Auburn University’s $7.1 million Poultry and Animal Nutrition Center, a state-of-the-art academic and research feed production facility located on a 50-acre site north of the main campus, officially opened on November 16, with a ribbon-cutting ceremony led by university administrators and representatives of the poultry and feed mill industries.

The feed mill has had strong industry support since plans began taking shape in early 2008, when a technical advisory committee that included poultry nutritionists and feed mill personnel was formed to provide input on the facility’s design and equipment. More than 40 corporations have donated to the facility, including $750,000 in equipment. 

Housed inside a 12,500-square-foot steel building, the new feed mill is comprised of nine prefabricated modules, each 40 feet long by 8 feet wide by 9 feet and 6 inches high. The modular design is “a small-scale adaptation of a commercial mega-facility” and is ideal for teaching, said Don Conner, head of the Department of Poultry Science at Auburn. “Students can come in here and stand in one place and see every step of the milling process and how all the pieces work together,” said Conner. “Students want and need hands-on, real-world experience, and they’re going to get that here.

“One of our department’s key missions is to serve the industry, and producing outstanding employees is one of the ways we do that,” said Conner. “The experience students get working and learning at the feed mill will equip them with the knowledge and skills the industry is demanding.” The feed mill, in fact, will be operated primarily by students, as part of the poultry science curriculum.

Research is where the new facility will be especially vital.
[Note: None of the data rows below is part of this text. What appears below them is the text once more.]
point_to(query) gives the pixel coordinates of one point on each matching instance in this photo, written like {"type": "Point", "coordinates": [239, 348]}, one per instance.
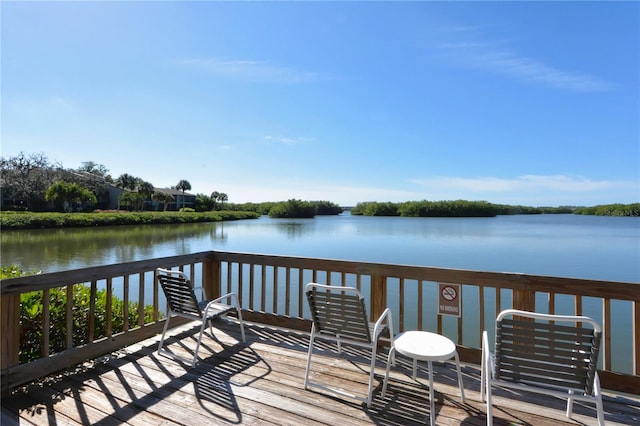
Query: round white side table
{"type": "Point", "coordinates": [424, 346]}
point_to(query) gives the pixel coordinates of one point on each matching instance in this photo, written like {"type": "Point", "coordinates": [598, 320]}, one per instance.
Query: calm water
{"type": "Point", "coordinates": [561, 245]}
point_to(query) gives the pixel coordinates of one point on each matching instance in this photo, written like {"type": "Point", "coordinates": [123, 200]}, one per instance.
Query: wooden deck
{"type": "Point", "coordinates": [261, 383]}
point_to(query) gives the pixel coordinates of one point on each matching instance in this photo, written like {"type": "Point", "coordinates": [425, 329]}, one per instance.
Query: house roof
{"type": "Point", "coordinates": [172, 191]}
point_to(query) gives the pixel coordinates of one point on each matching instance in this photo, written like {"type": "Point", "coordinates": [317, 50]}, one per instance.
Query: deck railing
{"type": "Point", "coordinates": [271, 292]}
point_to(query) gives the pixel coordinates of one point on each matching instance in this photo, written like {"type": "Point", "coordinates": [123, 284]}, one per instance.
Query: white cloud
{"type": "Point", "coordinates": [480, 54]}
{"type": "Point", "coordinates": [254, 71]}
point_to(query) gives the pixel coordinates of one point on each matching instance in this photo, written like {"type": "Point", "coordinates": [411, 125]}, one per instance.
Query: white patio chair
{"type": "Point", "coordinates": [339, 315]}
{"type": "Point", "coordinates": [182, 302]}
{"type": "Point", "coordinates": [549, 354]}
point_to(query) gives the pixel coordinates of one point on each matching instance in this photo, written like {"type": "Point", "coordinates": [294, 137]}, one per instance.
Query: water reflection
{"type": "Point", "coordinates": [70, 248]}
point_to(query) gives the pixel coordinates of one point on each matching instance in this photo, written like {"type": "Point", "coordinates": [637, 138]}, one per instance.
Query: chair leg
{"type": "Point", "coordinates": [390, 359]}
{"type": "Point", "coordinates": [598, 395]}
{"type": "Point", "coordinates": [244, 338]}
{"type": "Point", "coordinates": [371, 375]}
{"type": "Point", "coordinates": [460, 384]}
{"type": "Point", "coordinates": [487, 381]}
{"type": "Point", "coordinates": [569, 404]}
{"type": "Point", "coordinates": [195, 354]}
{"type": "Point", "coordinates": [306, 373]}
{"type": "Point", "coordinates": [164, 332]}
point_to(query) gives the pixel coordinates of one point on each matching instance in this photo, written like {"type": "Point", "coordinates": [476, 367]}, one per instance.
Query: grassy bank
{"type": "Point", "coordinates": [28, 220]}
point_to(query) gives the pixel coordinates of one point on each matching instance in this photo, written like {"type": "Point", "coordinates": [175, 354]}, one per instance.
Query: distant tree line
{"type": "Point", "coordinates": [463, 208]}
{"type": "Point", "coordinates": [292, 208]}
{"type": "Point", "coordinates": [33, 183]}
{"type": "Point", "coordinates": [611, 210]}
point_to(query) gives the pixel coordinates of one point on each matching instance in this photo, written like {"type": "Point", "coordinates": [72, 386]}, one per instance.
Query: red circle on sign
{"type": "Point", "coordinates": [449, 293]}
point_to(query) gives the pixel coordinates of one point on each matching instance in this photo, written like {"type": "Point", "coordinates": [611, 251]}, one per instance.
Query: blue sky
{"type": "Point", "coordinates": [532, 103]}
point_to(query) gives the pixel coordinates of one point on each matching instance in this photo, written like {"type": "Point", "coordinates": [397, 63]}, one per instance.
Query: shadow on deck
{"type": "Point", "coordinates": [261, 382]}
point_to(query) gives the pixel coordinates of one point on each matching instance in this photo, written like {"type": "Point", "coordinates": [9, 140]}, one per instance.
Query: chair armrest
{"type": "Point", "coordinates": [388, 317]}
{"type": "Point", "coordinates": [203, 295]}
{"type": "Point", "coordinates": [486, 350]}
{"type": "Point", "coordinates": [231, 298]}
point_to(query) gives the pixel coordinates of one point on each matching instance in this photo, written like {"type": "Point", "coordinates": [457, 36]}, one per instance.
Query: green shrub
{"type": "Point", "coordinates": [32, 320]}
{"type": "Point", "coordinates": [30, 220]}
{"type": "Point", "coordinates": [293, 209]}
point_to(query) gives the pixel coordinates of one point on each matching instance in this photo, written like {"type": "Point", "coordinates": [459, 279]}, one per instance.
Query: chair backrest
{"type": "Point", "coordinates": [556, 351]}
{"type": "Point", "coordinates": [179, 292]}
{"type": "Point", "coordinates": [338, 311]}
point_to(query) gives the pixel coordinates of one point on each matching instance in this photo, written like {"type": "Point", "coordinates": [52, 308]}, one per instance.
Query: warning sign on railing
{"type": "Point", "coordinates": [449, 299]}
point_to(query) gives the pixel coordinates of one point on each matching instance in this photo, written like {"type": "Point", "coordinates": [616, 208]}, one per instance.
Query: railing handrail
{"type": "Point", "coordinates": [512, 280]}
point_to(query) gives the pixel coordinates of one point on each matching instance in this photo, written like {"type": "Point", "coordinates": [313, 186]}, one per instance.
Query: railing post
{"type": "Point", "coordinates": [378, 296]}
{"type": "Point", "coordinates": [211, 278]}
{"type": "Point", "coordinates": [524, 300]}
{"type": "Point", "coordinates": [9, 331]}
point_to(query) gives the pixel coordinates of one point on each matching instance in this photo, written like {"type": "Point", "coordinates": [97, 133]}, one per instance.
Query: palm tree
{"type": "Point", "coordinates": [68, 194]}
{"type": "Point", "coordinates": [214, 198]}
{"type": "Point", "coordinates": [163, 198]}
{"type": "Point", "coordinates": [222, 197]}
{"type": "Point", "coordinates": [183, 186]}
{"type": "Point", "coordinates": [127, 182]}
{"type": "Point", "coordinates": [145, 189]}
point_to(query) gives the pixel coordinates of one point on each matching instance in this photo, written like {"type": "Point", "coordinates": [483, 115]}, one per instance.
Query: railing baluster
{"type": "Point", "coordinates": [287, 297]}
{"type": "Point", "coordinates": [263, 297]}
{"type": "Point", "coordinates": [420, 307]}
{"type": "Point", "coordinates": [240, 278]}
{"type": "Point", "coordinates": [252, 276]}
{"type": "Point", "coordinates": [125, 305]}
{"type": "Point", "coordinates": [109, 308]}
{"type": "Point", "coordinates": [401, 304]}
{"type": "Point", "coordinates": [69, 317]}
{"type": "Point", "coordinates": [606, 333]}
{"type": "Point", "coordinates": [274, 306]}
{"type": "Point", "coordinates": [481, 312]}
{"type": "Point", "coordinates": [46, 321]}
{"type": "Point", "coordinates": [141, 299]}
{"type": "Point", "coordinates": [636, 338]}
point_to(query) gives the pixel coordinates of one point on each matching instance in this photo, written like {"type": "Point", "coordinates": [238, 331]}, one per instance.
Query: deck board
{"type": "Point", "coordinates": [261, 383]}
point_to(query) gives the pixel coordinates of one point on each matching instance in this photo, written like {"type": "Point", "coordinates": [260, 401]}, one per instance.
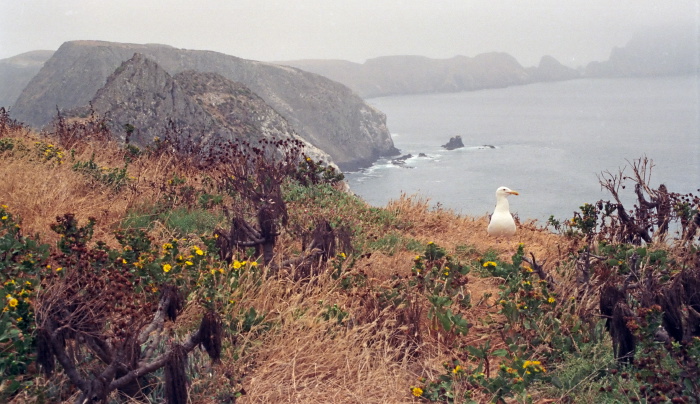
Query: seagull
{"type": "Point", "coordinates": [502, 223]}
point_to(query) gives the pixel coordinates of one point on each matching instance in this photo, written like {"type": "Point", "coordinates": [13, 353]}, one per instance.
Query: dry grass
{"type": "Point", "coordinates": [301, 359]}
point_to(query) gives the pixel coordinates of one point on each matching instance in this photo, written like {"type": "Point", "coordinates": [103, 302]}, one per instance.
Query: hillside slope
{"type": "Point", "coordinates": [323, 112]}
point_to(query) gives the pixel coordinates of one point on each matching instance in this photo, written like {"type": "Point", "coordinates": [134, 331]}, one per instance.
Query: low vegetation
{"type": "Point", "coordinates": [246, 273]}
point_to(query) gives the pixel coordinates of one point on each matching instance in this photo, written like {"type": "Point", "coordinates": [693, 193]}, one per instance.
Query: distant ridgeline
{"type": "Point", "coordinates": [320, 110]}
{"type": "Point", "coordinates": [668, 50]}
{"type": "Point", "coordinates": [203, 106]}
{"type": "Point", "coordinates": [238, 97]}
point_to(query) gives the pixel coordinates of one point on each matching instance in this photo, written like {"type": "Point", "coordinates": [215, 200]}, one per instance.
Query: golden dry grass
{"type": "Point", "coordinates": [301, 359]}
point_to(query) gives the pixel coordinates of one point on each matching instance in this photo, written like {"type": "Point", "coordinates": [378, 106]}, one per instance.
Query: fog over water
{"type": "Point", "coordinates": [575, 32]}
{"type": "Point", "coordinates": [551, 140]}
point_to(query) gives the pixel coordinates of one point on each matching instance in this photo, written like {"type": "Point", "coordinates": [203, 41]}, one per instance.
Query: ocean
{"type": "Point", "coordinates": [548, 141]}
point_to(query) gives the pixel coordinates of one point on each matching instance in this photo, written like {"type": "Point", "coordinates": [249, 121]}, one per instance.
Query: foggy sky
{"type": "Point", "coordinates": [575, 32]}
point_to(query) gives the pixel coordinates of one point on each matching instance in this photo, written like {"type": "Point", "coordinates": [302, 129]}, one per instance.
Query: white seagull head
{"type": "Point", "coordinates": [502, 223]}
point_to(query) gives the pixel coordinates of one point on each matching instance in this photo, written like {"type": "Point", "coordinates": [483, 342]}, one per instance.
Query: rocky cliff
{"type": "Point", "coordinates": [664, 51]}
{"type": "Point", "coordinates": [391, 75]}
{"type": "Point", "coordinates": [16, 72]}
{"type": "Point", "coordinates": [202, 106]}
{"type": "Point", "coordinates": [325, 113]}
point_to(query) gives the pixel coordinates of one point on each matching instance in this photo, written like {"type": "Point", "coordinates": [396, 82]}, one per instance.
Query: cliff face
{"type": "Point", "coordinates": [16, 72]}
{"type": "Point", "coordinates": [393, 75]}
{"type": "Point", "coordinates": [668, 50]}
{"type": "Point", "coordinates": [203, 106]}
{"type": "Point", "coordinates": [324, 113]}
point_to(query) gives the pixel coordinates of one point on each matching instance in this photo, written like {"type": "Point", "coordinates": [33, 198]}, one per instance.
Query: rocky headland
{"type": "Point", "coordinates": [325, 113]}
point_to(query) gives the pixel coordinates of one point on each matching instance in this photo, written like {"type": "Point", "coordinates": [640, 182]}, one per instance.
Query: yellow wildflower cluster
{"type": "Point", "coordinates": [49, 151]}
{"type": "Point", "coordinates": [11, 301]}
{"type": "Point", "coordinates": [533, 366]}
{"type": "Point", "coordinates": [239, 264]}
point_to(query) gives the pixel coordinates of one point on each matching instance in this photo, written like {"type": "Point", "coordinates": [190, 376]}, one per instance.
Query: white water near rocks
{"type": "Point", "coordinates": [550, 140]}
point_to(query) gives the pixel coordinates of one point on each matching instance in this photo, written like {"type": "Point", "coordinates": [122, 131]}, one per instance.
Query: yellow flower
{"type": "Point", "coordinates": [535, 366]}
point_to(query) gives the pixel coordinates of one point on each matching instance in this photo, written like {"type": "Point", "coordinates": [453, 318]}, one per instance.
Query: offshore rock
{"type": "Point", "coordinates": [454, 143]}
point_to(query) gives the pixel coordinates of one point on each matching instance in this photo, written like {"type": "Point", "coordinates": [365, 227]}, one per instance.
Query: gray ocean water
{"type": "Point", "coordinates": [550, 141]}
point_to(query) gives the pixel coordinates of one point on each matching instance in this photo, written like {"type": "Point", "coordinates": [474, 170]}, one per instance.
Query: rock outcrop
{"type": "Point", "coordinates": [202, 106]}
{"type": "Point", "coordinates": [323, 112]}
{"type": "Point", "coordinates": [454, 143]}
{"type": "Point", "coordinates": [391, 75]}
{"type": "Point", "coordinates": [16, 72]}
{"type": "Point", "coordinates": [665, 51]}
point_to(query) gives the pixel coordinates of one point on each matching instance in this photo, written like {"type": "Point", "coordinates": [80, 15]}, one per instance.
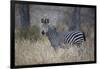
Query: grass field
{"type": "Point", "coordinates": [28, 52]}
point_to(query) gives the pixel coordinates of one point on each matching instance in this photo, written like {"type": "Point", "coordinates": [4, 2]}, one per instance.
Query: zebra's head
{"type": "Point", "coordinates": [46, 26]}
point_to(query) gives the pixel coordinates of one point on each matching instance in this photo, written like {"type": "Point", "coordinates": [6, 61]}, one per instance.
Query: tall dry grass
{"type": "Point", "coordinates": [41, 52]}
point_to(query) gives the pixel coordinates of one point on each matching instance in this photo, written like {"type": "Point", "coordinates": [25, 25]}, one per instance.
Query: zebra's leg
{"type": "Point", "coordinates": [81, 49]}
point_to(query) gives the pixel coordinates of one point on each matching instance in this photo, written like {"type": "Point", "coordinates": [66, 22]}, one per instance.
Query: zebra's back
{"type": "Point", "coordinates": [74, 38]}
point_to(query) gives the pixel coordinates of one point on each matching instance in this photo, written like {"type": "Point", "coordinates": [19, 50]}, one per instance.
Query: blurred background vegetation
{"type": "Point", "coordinates": [33, 48]}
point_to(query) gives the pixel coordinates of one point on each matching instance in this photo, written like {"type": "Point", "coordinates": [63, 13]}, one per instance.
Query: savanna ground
{"type": "Point", "coordinates": [33, 48]}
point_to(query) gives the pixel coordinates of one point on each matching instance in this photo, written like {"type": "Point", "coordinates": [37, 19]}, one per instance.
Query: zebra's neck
{"type": "Point", "coordinates": [52, 33]}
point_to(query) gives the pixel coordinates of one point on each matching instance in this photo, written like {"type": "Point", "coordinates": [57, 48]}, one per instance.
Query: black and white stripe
{"type": "Point", "coordinates": [74, 37]}
{"type": "Point", "coordinates": [57, 38]}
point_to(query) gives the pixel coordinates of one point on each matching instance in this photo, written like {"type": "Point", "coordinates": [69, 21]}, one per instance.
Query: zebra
{"type": "Point", "coordinates": [57, 38]}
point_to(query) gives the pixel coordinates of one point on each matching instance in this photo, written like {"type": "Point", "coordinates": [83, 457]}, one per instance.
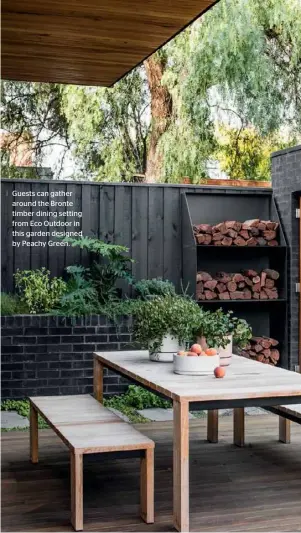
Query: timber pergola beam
{"type": "Point", "coordinates": [88, 42]}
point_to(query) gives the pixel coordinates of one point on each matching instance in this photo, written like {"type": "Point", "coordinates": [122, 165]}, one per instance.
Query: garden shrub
{"type": "Point", "coordinates": [37, 291]}
{"type": "Point", "coordinates": [147, 288]}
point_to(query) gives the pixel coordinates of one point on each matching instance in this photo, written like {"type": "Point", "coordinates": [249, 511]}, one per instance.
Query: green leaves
{"type": "Point", "coordinates": [217, 326]}
{"type": "Point", "coordinates": [175, 315]}
{"type": "Point", "coordinates": [37, 291]}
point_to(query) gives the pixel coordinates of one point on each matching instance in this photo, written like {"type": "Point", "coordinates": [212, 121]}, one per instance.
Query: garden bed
{"type": "Point", "coordinates": [44, 354]}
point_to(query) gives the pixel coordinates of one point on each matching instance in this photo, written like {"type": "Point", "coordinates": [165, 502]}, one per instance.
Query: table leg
{"type": "Point", "coordinates": [284, 430]}
{"type": "Point", "coordinates": [98, 380]}
{"type": "Point", "coordinates": [181, 466]}
{"type": "Point", "coordinates": [212, 425]}
{"type": "Point", "coordinates": [76, 478]}
{"type": "Point", "coordinates": [239, 426]}
{"type": "Point", "coordinates": [34, 435]}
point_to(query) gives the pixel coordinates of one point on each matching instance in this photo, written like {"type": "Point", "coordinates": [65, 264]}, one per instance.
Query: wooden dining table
{"type": "Point", "coordinates": [246, 383]}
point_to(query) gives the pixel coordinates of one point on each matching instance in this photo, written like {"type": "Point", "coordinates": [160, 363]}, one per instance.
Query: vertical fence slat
{"type": "Point", "coordinates": [140, 231]}
{"type": "Point", "coordinates": [155, 232]}
{"type": "Point", "coordinates": [57, 253]}
{"type": "Point", "coordinates": [106, 212]}
{"type": "Point", "coordinates": [172, 236]}
{"type": "Point", "coordinates": [22, 253]}
{"type": "Point", "coordinates": [7, 251]}
{"type": "Point", "coordinates": [73, 254]}
{"type": "Point", "coordinates": [39, 254]}
{"type": "Point", "coordinates": [123, 225]}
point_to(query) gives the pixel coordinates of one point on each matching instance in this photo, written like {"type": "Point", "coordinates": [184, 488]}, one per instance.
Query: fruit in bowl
{"type": "Point", "coordinates": [196, 361]}
{"type": "Point", "coordinates": [219, 372]}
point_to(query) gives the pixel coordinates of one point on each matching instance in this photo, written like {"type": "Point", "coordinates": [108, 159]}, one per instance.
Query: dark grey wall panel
{"type": "Point", "coordinates": [145, 218]}
{"type": "Point", "coordinates": [286, 180]}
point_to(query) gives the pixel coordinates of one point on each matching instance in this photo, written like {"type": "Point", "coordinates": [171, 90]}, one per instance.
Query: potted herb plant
{"type": "Point", "coordinates": [219, 330]}
{"type": "Point", "coordinates": [165, 324]}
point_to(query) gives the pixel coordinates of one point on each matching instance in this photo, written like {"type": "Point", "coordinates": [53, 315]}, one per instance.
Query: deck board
{"type": "Point", "coordinates": [256, 488]}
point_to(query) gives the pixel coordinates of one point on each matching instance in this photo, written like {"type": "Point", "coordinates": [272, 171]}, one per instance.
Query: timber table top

Patterned after California Polytechnic State University’s Animal Nutrition Center, Auburn’s Poultry and Animal Nutrition Center is built to scale and is scalable by factors of five, 10, 12 and 15. That will allow research conducted at the feed mill to be translated for any size commercial feed mill. Auburn research will focus on getting as much nutritional value out of feed as possible, not only for poultry but other agriculturally important animals. And feed produced at the facility will be used as food for the university’s 20,000-bird research flock and livestock research animals. In addition to Auburn scientists, researchers from private corporations will be allowed to contract use of the feed mill for some projects.